El tren, haciendo más ruido, salió del túnel. Toshio Kitayama se aguantaba, callado, el sentimiento negro que brotaba del fondo de su cuerpo. "Ni modo. No había otro remedio. Dejé morir a Nakagawa para proteger mi vida. ¡Por mi vida! ¡Por mi vida! Pero no hay otra manera de vivir para el ser humano más que ésa". Siguió pensando, apretando su corazón suavemente. "¡No había más remedio! Yo sigo siendo el mismo que el de aquel momento. Si me ponen en aquella misma situación, otra vez igual que antes, dejaría morir a otros seres humanos. Ciertamente, aún sigo siendo no más que un hombre que cuida sólo su propia vida. No puedo hacer nada por las penas de esta persona". Sintió que ella, desde su cara blanca, despedía unos efluvios del corazón que iban hacia él. "No puedo entrar en la vida de esta persona. Yo no existo más que en mi propia vida". Sintió que él no podía encajar perfectamente en algo que había en los efluvios del corazón de ella. "¡No puedo! ¡No puedo hacer nada por una vida ajena! Un hombre que sólo cuida su vida, ¿cómo puede cuidar la vida ajena?" Así pensó.

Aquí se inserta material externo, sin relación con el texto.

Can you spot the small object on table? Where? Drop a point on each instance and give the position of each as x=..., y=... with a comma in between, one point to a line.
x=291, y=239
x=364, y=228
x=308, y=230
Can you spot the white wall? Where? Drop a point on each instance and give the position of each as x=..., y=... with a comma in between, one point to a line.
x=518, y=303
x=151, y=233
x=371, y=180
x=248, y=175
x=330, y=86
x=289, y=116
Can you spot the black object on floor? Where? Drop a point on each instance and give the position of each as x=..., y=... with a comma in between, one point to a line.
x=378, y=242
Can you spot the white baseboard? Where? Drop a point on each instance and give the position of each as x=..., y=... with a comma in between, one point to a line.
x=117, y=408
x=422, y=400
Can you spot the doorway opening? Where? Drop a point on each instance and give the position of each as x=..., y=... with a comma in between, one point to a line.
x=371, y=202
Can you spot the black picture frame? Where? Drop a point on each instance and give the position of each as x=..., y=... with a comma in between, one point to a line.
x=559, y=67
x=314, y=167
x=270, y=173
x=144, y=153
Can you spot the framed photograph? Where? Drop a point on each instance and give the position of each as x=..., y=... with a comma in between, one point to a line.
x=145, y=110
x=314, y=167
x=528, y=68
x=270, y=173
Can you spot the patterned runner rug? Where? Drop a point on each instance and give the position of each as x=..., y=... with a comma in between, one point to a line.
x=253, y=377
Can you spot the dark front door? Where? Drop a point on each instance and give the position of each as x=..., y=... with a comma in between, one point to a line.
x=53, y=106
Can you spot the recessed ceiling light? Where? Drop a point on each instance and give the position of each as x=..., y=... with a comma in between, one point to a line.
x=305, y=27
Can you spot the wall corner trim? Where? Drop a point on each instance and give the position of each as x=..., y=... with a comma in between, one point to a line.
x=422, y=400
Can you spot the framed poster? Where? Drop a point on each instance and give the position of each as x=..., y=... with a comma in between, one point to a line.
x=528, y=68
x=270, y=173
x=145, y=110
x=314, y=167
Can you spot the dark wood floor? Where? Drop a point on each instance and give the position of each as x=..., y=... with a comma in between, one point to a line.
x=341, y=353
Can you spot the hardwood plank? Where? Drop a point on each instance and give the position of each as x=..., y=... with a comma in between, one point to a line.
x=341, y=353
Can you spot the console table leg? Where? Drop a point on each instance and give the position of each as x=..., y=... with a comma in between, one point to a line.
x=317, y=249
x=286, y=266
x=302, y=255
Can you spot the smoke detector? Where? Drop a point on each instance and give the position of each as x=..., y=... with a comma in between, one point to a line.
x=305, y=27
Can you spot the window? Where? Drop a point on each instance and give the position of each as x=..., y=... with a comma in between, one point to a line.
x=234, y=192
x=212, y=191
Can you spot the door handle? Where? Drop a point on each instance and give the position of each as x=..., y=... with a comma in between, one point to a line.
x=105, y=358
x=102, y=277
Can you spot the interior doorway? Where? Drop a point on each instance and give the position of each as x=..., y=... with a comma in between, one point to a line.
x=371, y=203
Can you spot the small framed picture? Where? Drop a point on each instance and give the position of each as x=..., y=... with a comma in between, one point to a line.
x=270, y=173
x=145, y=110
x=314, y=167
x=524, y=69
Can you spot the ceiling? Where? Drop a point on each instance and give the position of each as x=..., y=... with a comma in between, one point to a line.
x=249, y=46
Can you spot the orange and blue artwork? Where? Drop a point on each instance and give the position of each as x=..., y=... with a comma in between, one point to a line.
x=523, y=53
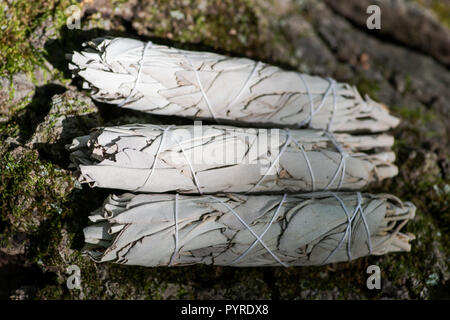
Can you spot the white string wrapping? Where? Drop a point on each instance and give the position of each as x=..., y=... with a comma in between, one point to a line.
x=299, y=230
x=262, y=234
x=163, y=134
x=313, y=111
x=348, y=229
x=201, y=88
x=175, y=250
x=138, y=77
x=341, y=167
x=251, y=231
x=169, y=88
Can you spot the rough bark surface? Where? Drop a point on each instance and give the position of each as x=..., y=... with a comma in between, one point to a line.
x=404, y=65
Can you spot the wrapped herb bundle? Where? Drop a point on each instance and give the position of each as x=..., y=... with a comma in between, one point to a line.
x=210, y=159
x=162, y=80
x=243, y=230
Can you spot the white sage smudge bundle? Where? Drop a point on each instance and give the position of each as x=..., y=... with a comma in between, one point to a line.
x=210, y=159
x=163, y=80
x=241, y=230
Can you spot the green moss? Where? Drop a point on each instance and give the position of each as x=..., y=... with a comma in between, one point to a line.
x=31, y=191
x=367, y=86
x=18, y=22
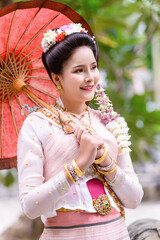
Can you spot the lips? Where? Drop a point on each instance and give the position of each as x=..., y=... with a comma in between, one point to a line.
x=87, y=88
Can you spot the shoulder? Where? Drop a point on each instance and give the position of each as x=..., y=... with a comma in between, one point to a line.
x=96, y=114
x=36, y=126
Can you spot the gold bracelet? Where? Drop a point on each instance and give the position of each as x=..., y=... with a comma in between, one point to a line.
x=68, y=173
x=110, y=171
x=76, y=169
x=99, y=160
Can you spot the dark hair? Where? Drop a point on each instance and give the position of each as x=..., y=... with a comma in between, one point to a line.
x=57, y=55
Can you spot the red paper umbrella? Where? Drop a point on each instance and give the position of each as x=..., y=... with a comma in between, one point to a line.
x=22, y=75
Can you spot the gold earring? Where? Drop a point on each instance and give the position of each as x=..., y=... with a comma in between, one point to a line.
x=59, y=88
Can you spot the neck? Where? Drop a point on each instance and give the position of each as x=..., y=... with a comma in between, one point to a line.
x=76, y=107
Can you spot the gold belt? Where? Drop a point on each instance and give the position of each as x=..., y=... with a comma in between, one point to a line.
x=102, y=205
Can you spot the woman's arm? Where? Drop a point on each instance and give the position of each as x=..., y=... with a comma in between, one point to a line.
x=125, y=183
x=36, y=197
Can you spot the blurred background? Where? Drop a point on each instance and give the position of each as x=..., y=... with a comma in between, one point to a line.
x=128, y=36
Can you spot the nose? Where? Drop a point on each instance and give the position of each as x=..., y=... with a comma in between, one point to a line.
x=89, y=76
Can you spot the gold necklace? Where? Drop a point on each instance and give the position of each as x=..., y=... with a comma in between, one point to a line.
x=66, y=112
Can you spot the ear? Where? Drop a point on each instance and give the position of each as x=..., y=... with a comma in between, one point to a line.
x=55, y=78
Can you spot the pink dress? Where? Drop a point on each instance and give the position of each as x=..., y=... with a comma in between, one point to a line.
x=43, y=148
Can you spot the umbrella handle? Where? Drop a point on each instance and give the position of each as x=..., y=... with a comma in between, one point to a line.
x=44, y=104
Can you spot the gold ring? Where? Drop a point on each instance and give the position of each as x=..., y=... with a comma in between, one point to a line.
x=89, y=131
x=100, y=147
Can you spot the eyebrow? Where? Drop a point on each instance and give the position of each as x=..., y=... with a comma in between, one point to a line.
x=84, y=65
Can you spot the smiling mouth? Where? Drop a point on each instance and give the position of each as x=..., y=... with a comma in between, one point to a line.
x=87, y=88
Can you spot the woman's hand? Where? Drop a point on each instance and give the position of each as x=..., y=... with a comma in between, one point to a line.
x=89, y=142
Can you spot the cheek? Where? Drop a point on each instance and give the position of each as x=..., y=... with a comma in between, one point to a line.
x=96, y=76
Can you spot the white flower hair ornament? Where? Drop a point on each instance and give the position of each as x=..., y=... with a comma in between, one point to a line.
x=52, y=37
x=114, y=123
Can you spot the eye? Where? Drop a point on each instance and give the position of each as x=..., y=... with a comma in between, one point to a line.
x=78, y=70
x=94, y=67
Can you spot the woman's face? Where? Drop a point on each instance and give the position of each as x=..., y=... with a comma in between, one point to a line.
x=79, y=76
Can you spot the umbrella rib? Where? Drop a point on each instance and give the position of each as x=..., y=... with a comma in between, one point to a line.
x=14, y=121
x=6, y=66
x=9, y=35
x=26, y=56
x=2, y=127
x=32, y=99
x=38, y=68
x=48, y=94
x=17, y=98
x=25, y=31
x=38, y=33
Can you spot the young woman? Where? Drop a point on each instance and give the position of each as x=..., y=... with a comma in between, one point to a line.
x=77, y=180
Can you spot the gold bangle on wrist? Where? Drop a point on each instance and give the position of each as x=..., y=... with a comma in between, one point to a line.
x=99, y=160
x=110, y=171
x=76, y=169
x=68, y=173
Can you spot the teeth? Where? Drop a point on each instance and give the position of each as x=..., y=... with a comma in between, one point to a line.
x=87, y=88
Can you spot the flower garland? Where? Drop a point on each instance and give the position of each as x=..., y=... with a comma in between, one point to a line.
x=114, y=123
x=52, y=37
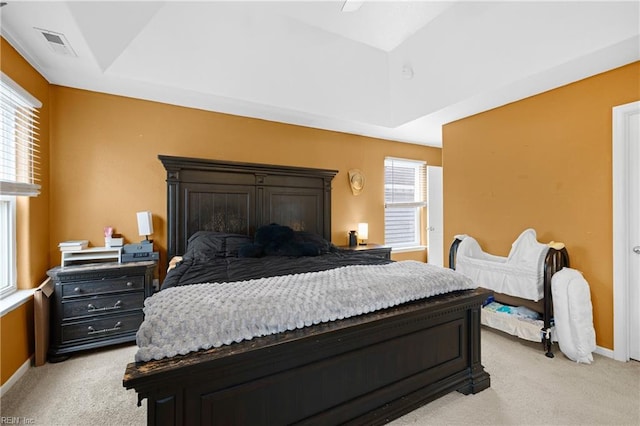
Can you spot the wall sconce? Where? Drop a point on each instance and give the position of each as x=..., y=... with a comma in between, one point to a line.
x=145, y=226
x=363, y=233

El tren llegó a Yotsuya y se detuvo. Se abrió la puerta. Él vio que la cara de Kurako Horikawa miraba su cara. Vio que sus pequeños hombros lo incitaban. "¿La acompañaré hasta su casa o no?, pensó". ¡No puedo! ¡No puedo!", siguió pensando.
"¡Adiós", diciendo esto, bajó la cabeza. "Sí". Por reflexión ella retiró su rostro. Luego se dibujó una sonrisa dolorosa en su cara.
Ella bajó y la puerta se cerró. El tren avanza. Tras la ventanilla, él mira que la cara de ella lo busca. Después, mira que aquel rostro se aleja. La ventanilla casi rozó el rostro de ella. Así, su vida apenas rozaba la de ella. Sintió que entre sus dos vidas, a gran velocidad, había pasado una placa de vidrio transparente.